一実施形態において、保存後、又は振とう実験後、又は凍結融解実験後、目視で本発明の液体製剤の安定性を検査し、ここで、本発明の液体製剤は外観で透明からやや乳白光を保持しており、無色から淡黄色の液体であり、且つ異物がない。一実施形態において、透明度測定器により目視で検査すると、製剤には可視異物がない。一実施形態において、保存後、又は振とう実験後、又は凍結融解実験後、タンパク質含有量の変化を測定することにより、本発明の液体製剤の安定性を検査し、ここで、例えば、紫外線分光光度（ＵＶ）法による場合、初期値に対して、タンパク質含有量の変化率は２０％を超えない、好ましくは１０％を超えない、例えば７～８％であり、より好ましくは５％、２％又は１％を超えない。一実施形態において、保存後、又は振とう実験後、又は凍結融解実験後、本発明の液体製剤の濁度変化を測定することにより、本発明の液体製剤の安定性を検査し、ここで、例えばＯＤ_{３５０ｎｍ}法により検出される場合、初期値に対して、変化値は０．０６を超えない、好ましくは０．０５を超えない、より好ましくは０．０４を超えない、０．０２を超えない。一実施形態において、保存後、又は振とう実験後、又は凍結融解実験後、本発明の液体製剤の純度変化を測定することにより、本発明の液体製剤の安定性を検査し、ここで、分子ふるい－高速液体クロマトグラフィ（ＳＥＣ－ＨＰＬＣ）による場合、初期値に対して、モノマーの純度の変化値（又は主ピークの変化値）は１０％を超えない、例えば５％、４％又は３％を超えない、例えば変化値は２％を超えない、好ましくは１％を超えない。一実施形態において、保存後、又は振とう実験後、又は凍結融解実験後、本発明の液体製剤の純度変化を測定することにより、本発明の液体製剤の安定性を検査し、ここで、非還元型ドデシル硫酸ナトリウムキャピラリー電気泳動（ＣＥ－ＳＤＳ）法による場合、初期値に対して、モノマーの純度の変化値（又は主ピークの変化値）の低下は１０％を超えない、例えば５％、４％、３％、２％又は１％を超えない。一実施形態において、保存後、又は振とう実験後、又は凍結融解実験後、カチオン交換高速液体クロマトグラフィー（ＣＥＸ－ＨＰＬＣ）により、本発明の液体製剤の安定性を検出し、ここで、初期値に対して、抗体の電荷変異体（主成分、酸性成分及び塩基性成分）の変化値の合計は５０％を超えない、例えば４０％、３０％、２０％、１０％又は５％を超えない、及び／若しくは主成分の変化値は２０％、１５％、１０％、８％又は５％を超えない。一実施形態において、保存後、又は振とう実験後、又は凍結融解実験後、直接ＥＬＩＳＡ法により、本発明の液体製剤の安定性を検出し、ここで、初期値に対して、抗体の相対結合活性は７０％～１３０％、例えば７０、８０、９０、９３、９５、９８、１００、１０３、１０５、１０８、１１０、１１５、１２０、１２５又は１３０％、好ましくは９０％～１１０％である。

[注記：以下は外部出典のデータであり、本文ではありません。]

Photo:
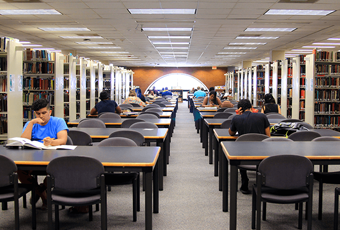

一実施形態において、本発明の液体製剤は、保存後、例えば２５℃で少なくとも２ヶ月間保存した後、又は４０℃±２℃で１ヶ月間保存した後に安定であり、好ましくは以下の特徴の１つ又は複数を有する：保存０日目の初期値に対して、
（ｉ）ＳＥＣ－ＨＰＬＣ法により測定される場合、主ピークの変化値が１％よりも小さく、及び／又は製剤が９６％よりも大きい純度、好ましくは９７％、９８％よりも大きい純度を有し、
（ｉｉ）非還元型ＣＥ－ＳＤＳ法により測定される場合、主ピークの変化値が２％よりも小さく、及び／又は製剤が９６％よりも大きい純度、好ましくは９７％、９８％よりも大きい純度を有し、
（ｉｉｉ）ＣＥＸ－ＨＰＬＣ法により測定される場合、製剤における抗ＴＩＧＩＴ抗体の各成分（主成分、酸性成分及び塩基性成分）の変化値の合計が４０％を超えない、及び／又は主成分の変化値が２０％を超えない、
例えば、４０℃±２℃で１ヶ月間保存した後、変化値の合計が約４０％を超えない（例えば、３５％、３０％、２５％、２０％、１５％又は１０％を超えない）、又は主成分の変化値が２０％を超えない（例えば、１５％、１２％、１０％又は８％を超えない）、又は
例えば、２５℃で２ヶ月間保存した後、変化値の合計が約２０％を超えない（例えば、１５％、１４％、１３％又は１２％を超えない）、又は主成分の変化値が約１５％を超えない（例えば、１０％、８％、７％、６％又は５％を超えない）、
（ｉｖ）ＥＬＩＳＡ法により測定される場合、製剤における抗ＴＩＧＩＴ抗体の相対結合活性が７０％～１３０％、例えば、９０、９３、９５、９８、１００、１０３、１０５、１０８、１１０、１１５又は１２０％、例えば９０％～１１０％であり、
好ましい実施形態において、本発明の液体製剤は、振とう及び／又は繰り返し凍結融解下で安定である。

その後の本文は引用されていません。